Now I should also explain that I am a dog lover and I enjoy watching the wonderful relationship that has developed between Buddy and Sam, but I'm also very aware of the wonderful relationship between Buddy and I. As much as I love my dog I have always struggled with people comparing dogs to children...and yet as I read this book I found myself relating a lot of what the author was saying to my interactions with Sam.
Sam is unlike any person I have ever met...Sam is Sam. He is an individual with thoughts, feelings, and emotions and although he is not always able to verbalize everything he knows or wants to say, and his struggles and challenges can often be the first thing a person notices we all should take the time, be patient and through caring and kindness interact with Sam to meet and work with him at his level and create a relationship that we both enjoy. So when Jennifer was talking about working with dogs and how:
"What changed my methodology the most was my increased understanding of dogs and their perspective of the world we share. My approach to handling changed as my understanding of dogs grew, until one day I realized that it was morally wrong to treat dogs with anything other than patience, understanding and kindness."
HELLO, how could I not relate?? It's all I ask of anyone who interacts with Sam...look past the labels and diagnosis and truly understand his world and treat him with patience, understanding and kindness. It has taken me years to be able to converse with Sam and the level of patience required as he says "Mom" 1,000 times a day is indeed challenging, but this is my child that I was told would probably never talk. Sam's diagnosis of Down syndrome, brain injury, conductive hearing loss and apraxia should have been enough to keep him non-verbal. And yet...Sam is verbal and he is expressive and most of all he wants to interact. But how long would it take for Sam to shut down if the person he talked to wasn't patient enough to really try to understand his sometimes difficult speech or if they got tired of hearing him repeat phrases as he practices his articulation? How many times does my heart break when Sam ventures out and says "Hello" to a person but they don't even slow down enough to respond and instead choose to ignore him. How often do people look at Sam's behavior as an issue instead of an attempt to communicate.

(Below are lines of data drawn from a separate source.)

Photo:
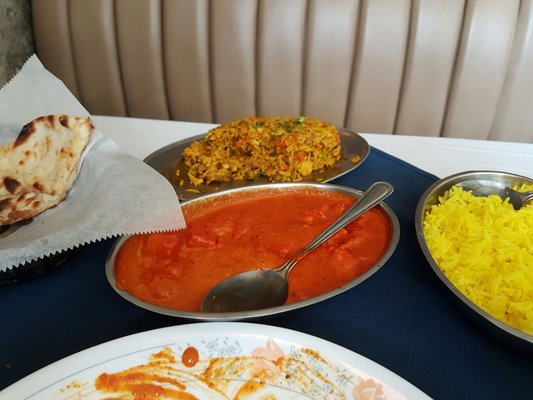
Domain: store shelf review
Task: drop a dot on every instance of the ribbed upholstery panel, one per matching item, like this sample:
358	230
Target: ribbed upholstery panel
53	40
456	68
186	59
329	58
379	65
280	58
97	64
434	37
140	52
233	30
514	115
486	43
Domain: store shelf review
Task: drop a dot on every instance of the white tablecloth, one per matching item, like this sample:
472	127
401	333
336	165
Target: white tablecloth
439	156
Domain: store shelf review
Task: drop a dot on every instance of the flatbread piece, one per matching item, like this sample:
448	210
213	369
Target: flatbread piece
40	166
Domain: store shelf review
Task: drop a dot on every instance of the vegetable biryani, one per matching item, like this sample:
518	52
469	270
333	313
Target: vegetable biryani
485	248
282	149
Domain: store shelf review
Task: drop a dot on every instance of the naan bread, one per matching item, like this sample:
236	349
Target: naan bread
38	169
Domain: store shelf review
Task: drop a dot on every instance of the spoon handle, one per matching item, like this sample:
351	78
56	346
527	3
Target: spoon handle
374	195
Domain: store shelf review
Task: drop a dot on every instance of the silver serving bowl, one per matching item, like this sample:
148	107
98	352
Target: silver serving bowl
493	326
233	316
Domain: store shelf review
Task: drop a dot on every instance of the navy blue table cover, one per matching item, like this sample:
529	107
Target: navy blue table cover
402	317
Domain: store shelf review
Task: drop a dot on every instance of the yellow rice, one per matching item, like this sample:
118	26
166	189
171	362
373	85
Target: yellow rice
281	149
485	248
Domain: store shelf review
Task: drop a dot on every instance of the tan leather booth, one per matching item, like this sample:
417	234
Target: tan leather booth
454	68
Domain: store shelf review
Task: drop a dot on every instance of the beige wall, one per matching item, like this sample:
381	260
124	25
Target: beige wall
16	37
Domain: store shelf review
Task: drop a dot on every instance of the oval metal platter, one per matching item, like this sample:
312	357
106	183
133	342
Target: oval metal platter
266	312
168	160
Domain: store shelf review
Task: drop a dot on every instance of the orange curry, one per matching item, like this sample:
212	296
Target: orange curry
233	234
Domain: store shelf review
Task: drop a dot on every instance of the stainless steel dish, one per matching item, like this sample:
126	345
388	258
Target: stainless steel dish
168	160
493	326
243	315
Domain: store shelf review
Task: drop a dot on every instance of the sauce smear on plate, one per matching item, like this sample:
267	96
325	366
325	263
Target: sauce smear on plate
234	234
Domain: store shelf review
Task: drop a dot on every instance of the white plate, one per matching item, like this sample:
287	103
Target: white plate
257	359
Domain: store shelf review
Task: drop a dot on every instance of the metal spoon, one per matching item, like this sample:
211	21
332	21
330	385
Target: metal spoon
487	187
264	288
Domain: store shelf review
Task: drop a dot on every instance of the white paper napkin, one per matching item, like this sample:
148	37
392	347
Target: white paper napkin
114	194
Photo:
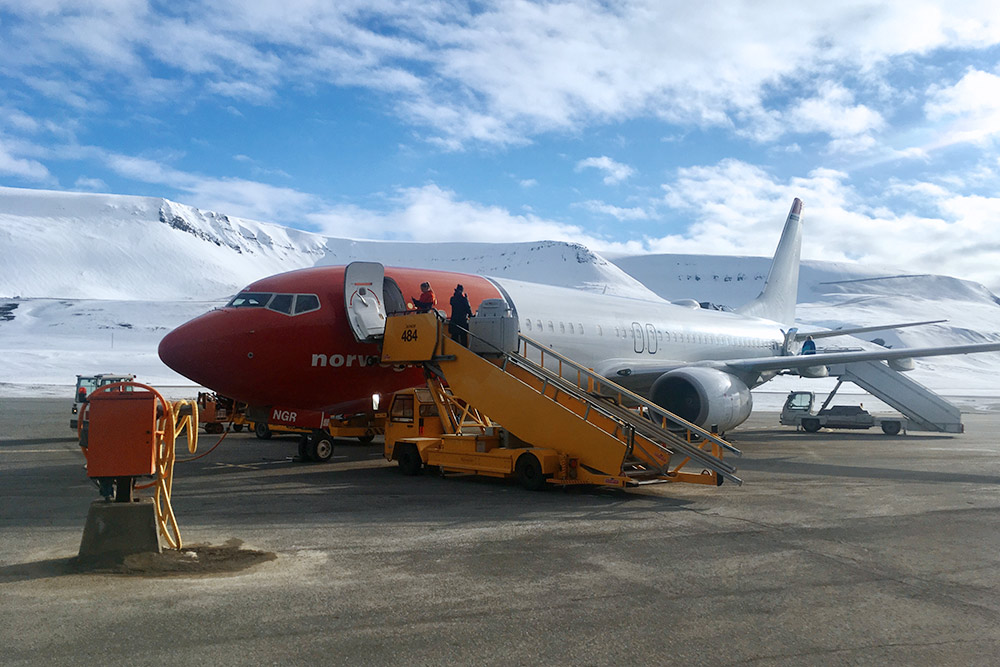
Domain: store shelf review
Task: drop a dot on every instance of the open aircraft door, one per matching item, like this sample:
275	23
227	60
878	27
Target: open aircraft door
363	296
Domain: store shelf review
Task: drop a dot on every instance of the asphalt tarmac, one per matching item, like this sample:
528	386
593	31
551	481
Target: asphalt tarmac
840	548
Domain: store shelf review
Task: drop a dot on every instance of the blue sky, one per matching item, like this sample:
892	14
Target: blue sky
630	127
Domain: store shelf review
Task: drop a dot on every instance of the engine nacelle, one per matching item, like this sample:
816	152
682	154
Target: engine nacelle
704	396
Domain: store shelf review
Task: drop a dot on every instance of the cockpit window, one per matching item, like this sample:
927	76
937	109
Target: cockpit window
281	303
305	303
249	300
287	304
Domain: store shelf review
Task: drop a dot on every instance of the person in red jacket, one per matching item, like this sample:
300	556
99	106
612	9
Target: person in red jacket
427	300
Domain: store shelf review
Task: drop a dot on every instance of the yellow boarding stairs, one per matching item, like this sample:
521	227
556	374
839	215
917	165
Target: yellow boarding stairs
570	420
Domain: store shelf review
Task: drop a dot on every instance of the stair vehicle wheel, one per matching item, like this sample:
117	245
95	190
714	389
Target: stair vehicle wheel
529	472
321	448
409	459
890	428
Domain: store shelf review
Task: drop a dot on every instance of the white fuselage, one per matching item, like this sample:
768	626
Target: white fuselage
602	331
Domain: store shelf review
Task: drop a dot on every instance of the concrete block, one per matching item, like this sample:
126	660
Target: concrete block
115	530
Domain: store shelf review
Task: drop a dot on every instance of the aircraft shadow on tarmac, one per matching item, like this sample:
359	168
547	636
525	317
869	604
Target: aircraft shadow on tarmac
22	442
790	466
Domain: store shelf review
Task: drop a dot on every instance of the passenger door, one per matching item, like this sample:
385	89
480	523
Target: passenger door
363	299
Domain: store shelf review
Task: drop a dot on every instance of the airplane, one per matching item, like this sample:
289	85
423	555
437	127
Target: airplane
310	338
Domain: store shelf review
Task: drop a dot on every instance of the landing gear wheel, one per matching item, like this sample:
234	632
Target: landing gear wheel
320	449
810	425
409	459
890	428
529	472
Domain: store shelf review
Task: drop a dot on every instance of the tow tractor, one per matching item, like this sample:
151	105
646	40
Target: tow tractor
317	430
86	385
215	411
798	412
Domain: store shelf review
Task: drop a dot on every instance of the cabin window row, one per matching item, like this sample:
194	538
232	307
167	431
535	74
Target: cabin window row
669	336
288	304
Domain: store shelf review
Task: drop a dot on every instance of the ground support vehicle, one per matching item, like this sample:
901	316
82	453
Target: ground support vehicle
87	384
798	412
558	426
317	430
215	412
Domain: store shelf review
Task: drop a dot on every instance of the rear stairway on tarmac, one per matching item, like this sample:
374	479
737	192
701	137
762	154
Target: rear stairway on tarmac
557	404
926	410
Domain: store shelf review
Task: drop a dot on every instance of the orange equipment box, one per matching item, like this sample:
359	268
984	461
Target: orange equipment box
122	434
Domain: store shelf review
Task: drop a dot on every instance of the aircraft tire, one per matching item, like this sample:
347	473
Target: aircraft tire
528	472
320	449
890	428
409	459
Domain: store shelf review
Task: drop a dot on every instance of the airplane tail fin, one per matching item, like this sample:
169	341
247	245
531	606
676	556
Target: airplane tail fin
777	300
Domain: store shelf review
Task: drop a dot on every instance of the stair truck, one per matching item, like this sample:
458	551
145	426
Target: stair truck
559	428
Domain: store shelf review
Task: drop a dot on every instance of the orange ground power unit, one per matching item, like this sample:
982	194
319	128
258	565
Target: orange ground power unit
122	434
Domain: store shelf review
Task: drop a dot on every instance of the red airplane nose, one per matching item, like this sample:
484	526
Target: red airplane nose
198	349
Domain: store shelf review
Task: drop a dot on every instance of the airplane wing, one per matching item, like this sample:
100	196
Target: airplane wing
798	361
635	369
800	336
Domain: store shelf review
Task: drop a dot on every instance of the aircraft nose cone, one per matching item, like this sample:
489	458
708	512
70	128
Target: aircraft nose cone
192	350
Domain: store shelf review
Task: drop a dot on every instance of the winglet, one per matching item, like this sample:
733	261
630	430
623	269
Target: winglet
777	300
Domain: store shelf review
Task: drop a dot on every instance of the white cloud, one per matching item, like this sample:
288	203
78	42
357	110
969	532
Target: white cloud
433	214
614	172
504	73
969	110
90	184
618	212
20	167
834	112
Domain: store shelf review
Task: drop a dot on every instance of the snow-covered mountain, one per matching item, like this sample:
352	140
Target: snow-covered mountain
90	283
88	246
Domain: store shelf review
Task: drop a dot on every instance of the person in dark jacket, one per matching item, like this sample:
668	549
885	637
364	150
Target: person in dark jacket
461	311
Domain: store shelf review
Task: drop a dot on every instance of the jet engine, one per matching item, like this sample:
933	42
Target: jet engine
704	396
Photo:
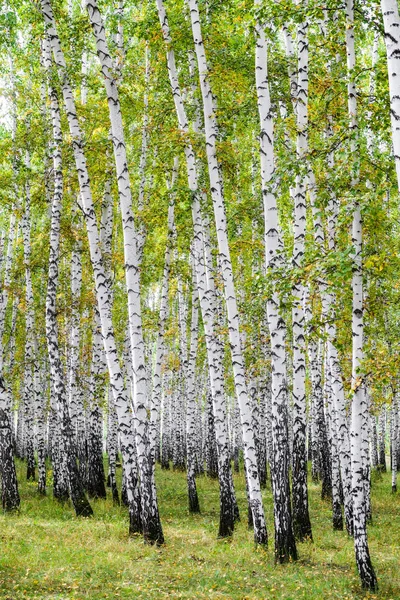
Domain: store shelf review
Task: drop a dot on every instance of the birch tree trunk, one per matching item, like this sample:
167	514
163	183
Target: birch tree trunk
391	23
228	507
29	394
76	489
358	431
285	545
210	124
150	514
301	518
103	297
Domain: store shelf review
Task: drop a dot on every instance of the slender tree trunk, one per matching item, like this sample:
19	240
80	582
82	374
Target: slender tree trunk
285	545
358	431
228	508
103	296
150	515
210	124
76	489
391	22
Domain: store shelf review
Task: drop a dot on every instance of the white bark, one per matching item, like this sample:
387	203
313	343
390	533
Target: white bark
358	431
391	22
211	133
285	547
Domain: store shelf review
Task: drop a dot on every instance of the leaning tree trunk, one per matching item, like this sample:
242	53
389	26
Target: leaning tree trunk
8	476
194	506
301	518
358	430
76	489
214	172
29	394
391	22
152	529
228	507
102	285
285	545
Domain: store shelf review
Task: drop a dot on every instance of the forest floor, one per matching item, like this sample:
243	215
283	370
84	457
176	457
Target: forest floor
48	553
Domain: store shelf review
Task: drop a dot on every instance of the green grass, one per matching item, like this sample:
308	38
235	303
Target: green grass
48	553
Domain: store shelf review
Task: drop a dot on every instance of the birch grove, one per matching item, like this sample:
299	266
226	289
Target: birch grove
199	263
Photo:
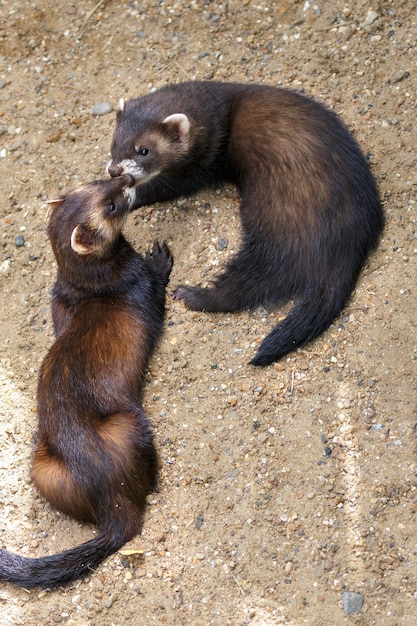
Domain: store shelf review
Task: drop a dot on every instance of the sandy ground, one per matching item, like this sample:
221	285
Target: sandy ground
281	488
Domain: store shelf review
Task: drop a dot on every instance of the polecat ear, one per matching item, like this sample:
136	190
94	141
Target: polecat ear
181	123
84	241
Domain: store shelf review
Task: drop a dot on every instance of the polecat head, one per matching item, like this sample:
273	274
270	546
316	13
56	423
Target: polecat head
89	220
146	144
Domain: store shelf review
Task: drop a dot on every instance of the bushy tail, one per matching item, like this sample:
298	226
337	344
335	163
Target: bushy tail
310	316
62	568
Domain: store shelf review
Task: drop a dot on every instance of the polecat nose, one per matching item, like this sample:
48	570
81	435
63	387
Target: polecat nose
129	180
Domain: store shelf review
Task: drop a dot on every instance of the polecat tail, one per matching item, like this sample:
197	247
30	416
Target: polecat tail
310	316
62	568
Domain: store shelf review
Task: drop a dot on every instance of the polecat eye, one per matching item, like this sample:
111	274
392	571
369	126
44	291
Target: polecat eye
142	151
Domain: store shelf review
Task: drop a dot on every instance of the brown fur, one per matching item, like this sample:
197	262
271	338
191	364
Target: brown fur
95	458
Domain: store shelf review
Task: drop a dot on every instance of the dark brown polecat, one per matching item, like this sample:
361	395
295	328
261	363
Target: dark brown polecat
95	457
309	209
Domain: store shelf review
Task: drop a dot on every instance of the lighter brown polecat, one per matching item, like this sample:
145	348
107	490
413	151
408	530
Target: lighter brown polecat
309	209
95	457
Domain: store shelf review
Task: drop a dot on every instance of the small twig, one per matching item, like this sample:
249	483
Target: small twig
292	381
335	26
89	16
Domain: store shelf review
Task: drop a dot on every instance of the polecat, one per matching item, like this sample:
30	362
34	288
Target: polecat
95	458
309	208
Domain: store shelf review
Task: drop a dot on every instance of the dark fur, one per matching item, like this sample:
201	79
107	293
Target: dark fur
95	458
309	208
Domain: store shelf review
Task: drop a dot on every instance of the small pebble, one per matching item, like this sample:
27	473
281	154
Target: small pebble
101	108
352	602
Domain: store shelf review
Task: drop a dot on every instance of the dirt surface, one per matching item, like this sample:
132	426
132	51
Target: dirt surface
281	488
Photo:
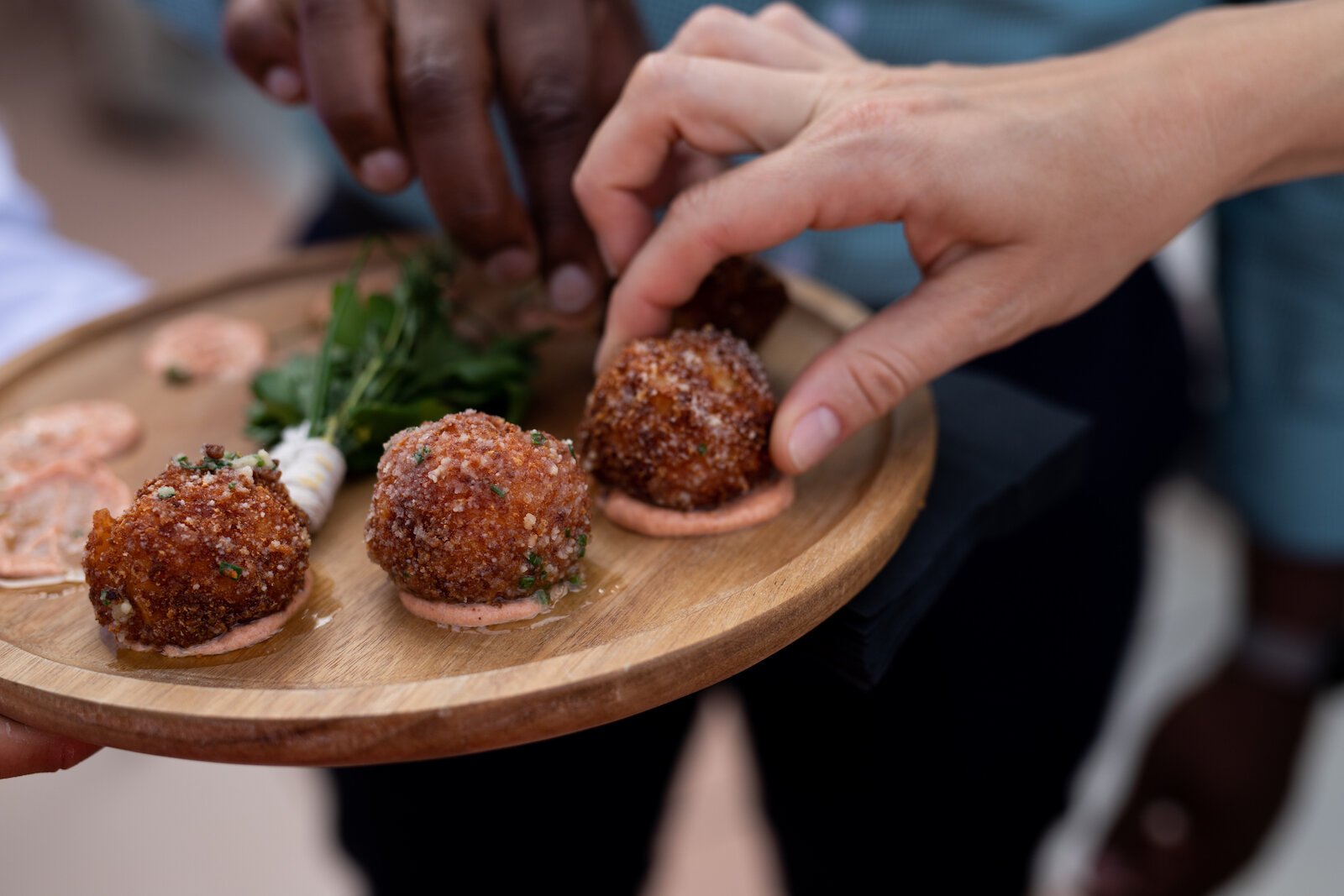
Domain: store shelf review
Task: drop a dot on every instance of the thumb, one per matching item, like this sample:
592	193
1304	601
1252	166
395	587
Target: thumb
24	750
968	308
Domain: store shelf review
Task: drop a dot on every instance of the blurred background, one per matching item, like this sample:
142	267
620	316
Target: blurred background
156	154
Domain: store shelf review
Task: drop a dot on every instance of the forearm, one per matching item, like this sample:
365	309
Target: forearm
1267	82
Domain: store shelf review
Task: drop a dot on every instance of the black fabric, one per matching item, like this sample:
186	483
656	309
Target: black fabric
575	815
942	777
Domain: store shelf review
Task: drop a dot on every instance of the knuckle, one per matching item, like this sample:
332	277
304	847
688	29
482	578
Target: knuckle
434	89
550	109
249	33
781	13
879	376
349	120
584	187
658	71
327	13
703	26
692	211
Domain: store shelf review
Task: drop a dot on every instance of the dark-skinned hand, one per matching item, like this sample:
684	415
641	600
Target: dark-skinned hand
405	87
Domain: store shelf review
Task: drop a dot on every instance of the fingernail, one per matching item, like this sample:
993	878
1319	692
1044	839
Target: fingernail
282	83
571	289
383	170
813	437
511	268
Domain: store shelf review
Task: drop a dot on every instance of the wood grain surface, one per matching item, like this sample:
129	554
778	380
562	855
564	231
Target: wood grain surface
356	679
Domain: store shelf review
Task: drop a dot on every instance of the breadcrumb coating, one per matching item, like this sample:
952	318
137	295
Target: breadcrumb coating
680	422
205	547
472	508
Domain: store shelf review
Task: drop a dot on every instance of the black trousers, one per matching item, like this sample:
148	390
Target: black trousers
940	781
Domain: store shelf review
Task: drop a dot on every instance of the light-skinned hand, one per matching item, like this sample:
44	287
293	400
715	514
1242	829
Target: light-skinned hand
24	752
1027	191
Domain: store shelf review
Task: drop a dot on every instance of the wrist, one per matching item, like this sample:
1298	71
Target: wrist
1263	83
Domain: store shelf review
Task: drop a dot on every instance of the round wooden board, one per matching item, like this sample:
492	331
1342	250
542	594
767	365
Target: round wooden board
360	680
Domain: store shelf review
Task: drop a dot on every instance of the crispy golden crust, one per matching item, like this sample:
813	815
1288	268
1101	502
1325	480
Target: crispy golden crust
470	508
739	296
219	548
680	422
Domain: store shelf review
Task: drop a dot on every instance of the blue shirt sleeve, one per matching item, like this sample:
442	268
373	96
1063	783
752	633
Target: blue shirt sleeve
1280	441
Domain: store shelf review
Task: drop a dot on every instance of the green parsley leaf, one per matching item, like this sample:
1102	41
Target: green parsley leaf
394	359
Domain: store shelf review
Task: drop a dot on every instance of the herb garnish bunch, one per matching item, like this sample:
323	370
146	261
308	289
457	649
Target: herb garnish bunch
389	360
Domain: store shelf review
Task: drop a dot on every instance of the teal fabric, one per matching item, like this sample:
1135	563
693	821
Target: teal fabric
1281	441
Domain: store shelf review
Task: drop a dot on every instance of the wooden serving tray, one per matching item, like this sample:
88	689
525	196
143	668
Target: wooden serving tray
356	679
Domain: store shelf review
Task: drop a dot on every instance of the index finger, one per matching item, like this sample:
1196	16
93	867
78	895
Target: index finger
445	80
714	105
24	752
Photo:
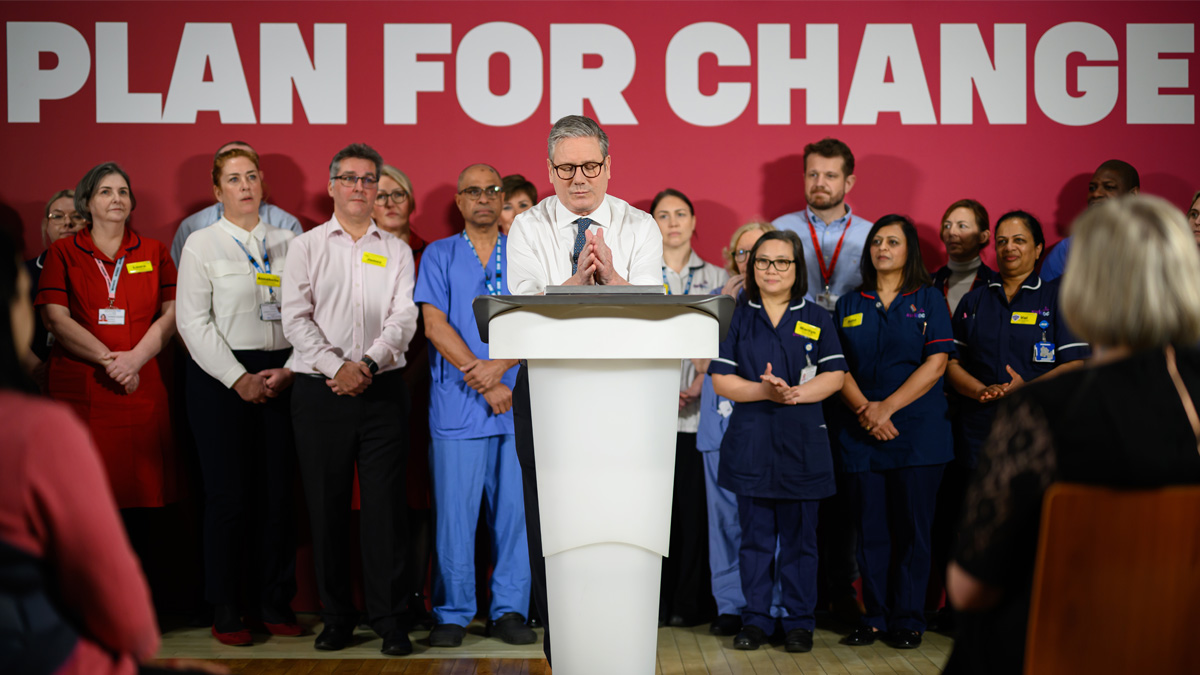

Now I look at Buddy. Buddy is a wonderful dog and treats Sam with gentle compassion, patience and understanding. It was interesting how my thoughts and feelings automatically went to Sam and Buddy was the afterthought. I realized that some of the early training we had done with Buddy was probably not very useful to him and we have had better success with a more gentle approach. It's funny how I can look at Sam's behavior and I understand the need to figure out what he is trying to communicate but I didn't do the same thing when I was working with Buddy. This book made me rethink many of my interactions with Buddy and his behavior in different instances began to make sense. Even though the author agrees that dogs and humans are different and should be viewed as such she also demonstrated many ways in which we are the same and that we should understand and respect our differences.
Another area I pondered on was when she talked about how effective positive reinforcement is when training a dog. Hmmmm....didn't Sam's pediatrician always tell me to catch Sam being good and praise him for that behavior instead of always addressing the bad behavior. Both of my boys thrived on attention, the problem is they thrived on both positive and negative attention and didn't really seem to care either way as long as they got attention. So I spent a good deal of my time handling bad behavior instead of praising good behavior. When I changed...so did they. Even our home program asked us to always have a positive environment. Buddy thrives on positive reinforcement and honestly he doesn't seem to know what to do with negative interactions. And again I try to remind myself that dogs and children are very different...I think???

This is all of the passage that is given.